Santo Domingo, canónigo regular en Osma, en España, predicador contra los Albigenses, en Tolouse, funda primero una comunidad de mujeres para dar testimonio de pobreza absoluta y auténtica, para oponerla a la pretendida pobreza de los herejes. Después organiza un grupo de predicadores cuya misión fue inmediatamente aprobada por la autoridad de la Iglesia, y con una constitución inicial bien estructurada y con un programa completo, en que se determinan claramente las actividades –estudio y predicación– y el modo de vida –práctica de la pobreza–. Es el mismo Santo Domingo el que controla, dirige y organiza la orden naciente.

Son los principales impugnadores en la controversia contra Guillermo de Santo Amor, Gerardo de Abbeville, Enrique de Gand y los demás adversarios parisienses de los mendicantes. Esta controversia no deja de provocar una evolución doctrinal, que probablemente Santo Domingo no preveía: porque Santo Tomás de Aquino, al defender las órdenes nuevas, basaba la perfección de estado de los religiosos en la consagración definitiva a Dios por la profesión solemne, y considera esta consagración superior a la deputación del simple sacerdote secular para el servicio ministerial de la Iglesia, en virtud de un “oficio”. Los Dominicos como los Franciscanos se entregan con alma y corazón al ministerio apostólico.

La oposición doctrinal no impidió, pues, que los Dominicos ejercieran una profunda acción en la Iglesia, en todos los sectores donde podían ser útiles. No quiere decir que, normalmente, llegasen hasta la masa y los humildes, ya que los frailes Predicadores se reclutaban, sobre todo, entre clérigos y letrados y procuraban siempre, de un modo preferente, adoctrinar a las personas escogidas.
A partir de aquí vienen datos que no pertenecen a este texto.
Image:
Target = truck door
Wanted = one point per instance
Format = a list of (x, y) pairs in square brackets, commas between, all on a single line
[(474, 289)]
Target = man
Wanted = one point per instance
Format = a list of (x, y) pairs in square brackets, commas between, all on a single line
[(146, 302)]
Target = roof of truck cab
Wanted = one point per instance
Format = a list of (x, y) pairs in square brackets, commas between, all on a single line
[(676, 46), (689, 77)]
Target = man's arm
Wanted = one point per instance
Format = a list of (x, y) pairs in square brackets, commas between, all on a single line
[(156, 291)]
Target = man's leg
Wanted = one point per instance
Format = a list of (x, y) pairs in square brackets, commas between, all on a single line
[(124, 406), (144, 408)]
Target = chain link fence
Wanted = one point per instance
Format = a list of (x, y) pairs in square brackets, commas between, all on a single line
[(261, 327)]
Después con sus miembros cuidadosamente instruidos, será una auténtica élite intelectual que la Orden Dominicana instaurará y dirigirá en la cristiandad. Los Frailes Predicadores los conducen por las sendas de la vida espiritual así como a una numerosa clientela de religiosas –no sólo Dominicas sino también de casi todas las demás órdenes femeninas–, por medio de la acción profunda, aunque poco visible, de la dirección espiritual.

Los Dominicos, precisamente por partir de un plan preestablecido, aunque sean innovadores más conscientes, aprovechan instituciones antiguas: al principio los “canónigos regulares” y siguen varias observancias canónicas, como la regla de San Agustín, el vestuarios, la vida en común y el oficio coral, y usan (desde 1212 hasta 1249) incluso del nombre de “canónigos”; su espiritualidad, y su gran austeridad de observancias y algunos usos particulares, les vienen de los Premostratenses. Pero en este marco tradicional se inserta una realidad completamente nueva, que es la primacía del ministerio de las almas.
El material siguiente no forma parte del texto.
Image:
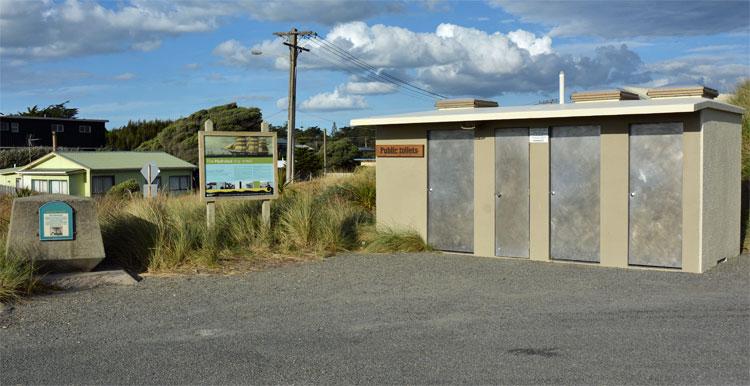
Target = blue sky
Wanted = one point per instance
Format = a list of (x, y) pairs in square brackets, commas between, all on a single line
[(139, 59)]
Esto condicionará todo lo demás, incluyendo las observancias antiguas, que el superior podrá dispensar, según la regla, siempre que los intereses de las almas lo exigieren. La misma constitución administrativa de la Orden, extremadamente centralizada y fundamentada en una base representativa, con superiores temporales y órganos legislativos para toda la Orden, todo eso está previsto para garantizar a los Predicadores una mayor eficacia en su acción apostólica.

  • Espiritualidad de tipo intelectual, dando la preferencia a la doctrina, abierta al cela por las almas que conduce al ministerio de la predicación y al estudio, exigiendo un austero testimonio de pobreza –he ahí las principales características que se pueden distinguir en la vida espiritual de los Dominicos–: he ahí cómo ellos piensan que se debe orientar al alma por los caminos llevan hasta la perfección y hasta Dios.
  • Los Dominicos tienen una formación uniforme, frecuentan colegios y universidades de tipo cosmopolita, predican por todos los países de Europa y viven en las ciudades, sensiblemente iguales en todas partes.
  • En efecto los Dominicos de España y de Italia parece que se dedican más al apostolado y a la predicación, por ejemplo entre moros y judíos: los de Francia y de Italia del norte son más conocidos por sus profesores universitarios y se diría que prefieren el estudio; los de Alemania y Flandes, sobre todo durante el siglo XIV, se dedican con celo a la dirección espiritual, principalmente de religiosas, y cultivan la “mística de la esencia”.
  • A través de estas diversidades, la tendencia es sensiblemente la misma por toda Europa cristiana: espiritualidad intelectual y doctrinal.
  • Santo Domingo de Guzmán orienta claramente a sus discípulos hacia el ministerio sacerdotal, y en primer lugar hacia la predicación. Después acentúa el testimonio de la pobreza, aunque ya desde el principio lo tuviese en cuenta, y da a su Orden un carácter universal: ya no se trata de ponerse al servicio del obispo de Tolouse, sino de toda la Iglesia.